Pearl Jam e Smashing Pumpkins. Un po’ il biglietto da visita di un adolescente che vuole marcare la sua diversità dagli altri, fregiandosene con supponenza. Provo a spiegarmi meglio.

A tredici anni conoscevo poco o nulla della musica che mi accompagnò all’età adulta. Nel 1996, a casa, vedevo mia cugina Francesca che “sdoppiava” le cassette di musica Punk prestatele da Fabrizio, e ascoltavo qualcosa insieme a lei, ma poco mi interessava. Poi, un bel giorno in collegio a Spoleto, conobbi Nicola, che in prima superiore divenne il mio amico più caro. Il fascino che esercitava su di me era tutto basato su un contrasto, come sempre d’altronde: la sua timidezza, il suo essere schivo con chi non conosceva, e la sua cultura musicale. Era un appassionato del Seattle Sound, meglio noto come Grunge, negli anni in cui questo genere era ancora dominato dall’eco della leggenda dei Nirvana e dalla profondità della voce di Chris Cornell, per dirne due senza pensarci troppo su. Qual era il contrasto che mi attirava quando osservavo Nicola? Era un tipo particolare, estremamente riflessivo, silenzioso quando si trovava in ambienti poco familiari, ma la sua musica, oh, la sua musica, quella sì che parlava, sempre ed ovunque. Aveva delle cuffie da disc jockey, enormi e potentissime, di marca JVC, lì dentro c’era parte del suo mondo. Con quelle sapeva urlare per davvero, e non erano grida sguaiate, erano poesie maledette, e nessuno dei suoi compagni di convitto ne sapeva nulla, tranne lui.
Fu per questo che iniziai a imbastire la mia piccola biblioteca multimediale rock.
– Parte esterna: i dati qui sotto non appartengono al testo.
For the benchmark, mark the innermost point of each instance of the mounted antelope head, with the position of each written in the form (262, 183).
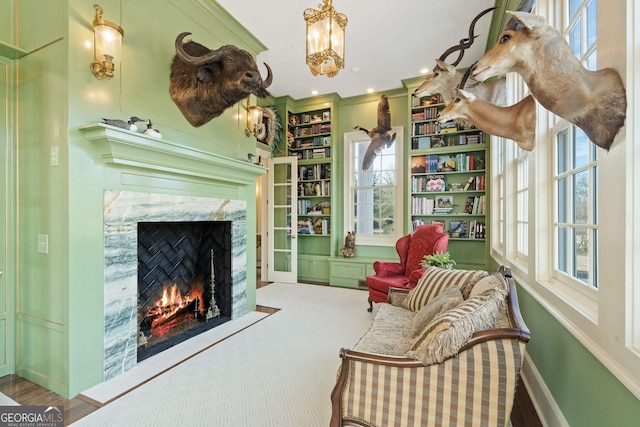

Il gusto semplice e puro dell’ascoltare un certo tipo di canzoni era sublimato dal gusto della rimembranza, tutto era collegato -ebbi modo di appurarlo solo in età adulta- alle canzoni dei Clash, al video di I Fought The Law visto per la prima volta con mio fratello Renzo, alla curiosa copertina con Jim Morrison a torso nudo, ad Asilo Republic di Vasco Rossi, che a sei anni vedevo a casa, prima che la mia famiglia si dissolvesse. Ne ho ascoltato tante, di canzoni Punk e Grunge; ne ho fatte tante, di domande a Fabrizio e Renzo, su chi fosse costui e cosa fossero costoro che salivano sul palco sbronzi ed urlanti; ne ho passato tanti, di pomeriggi in solitudine a pigiare stop, girare la cassetta, tornare indietro, scegliere la canzone, centellinare lo spazio nel nastro per farci stare più pezzi possibile, imprecare perché l’ultimo, inesorabilmente, usciva a metà; ne ho strappato, di jeans per distinguermi dalla massa e porre in evidenza la mia presunta diversità, in quel disperato bisogno d’essere osservato ed analizzato, che mi affliggeva a sedici anni. Ascoltavo musica inglese e criticavo la Dance e il Pop, ma come direbbe Sergio Castellitto in Caterina va in Città, “ero fatto co’ lo stampino” anche io.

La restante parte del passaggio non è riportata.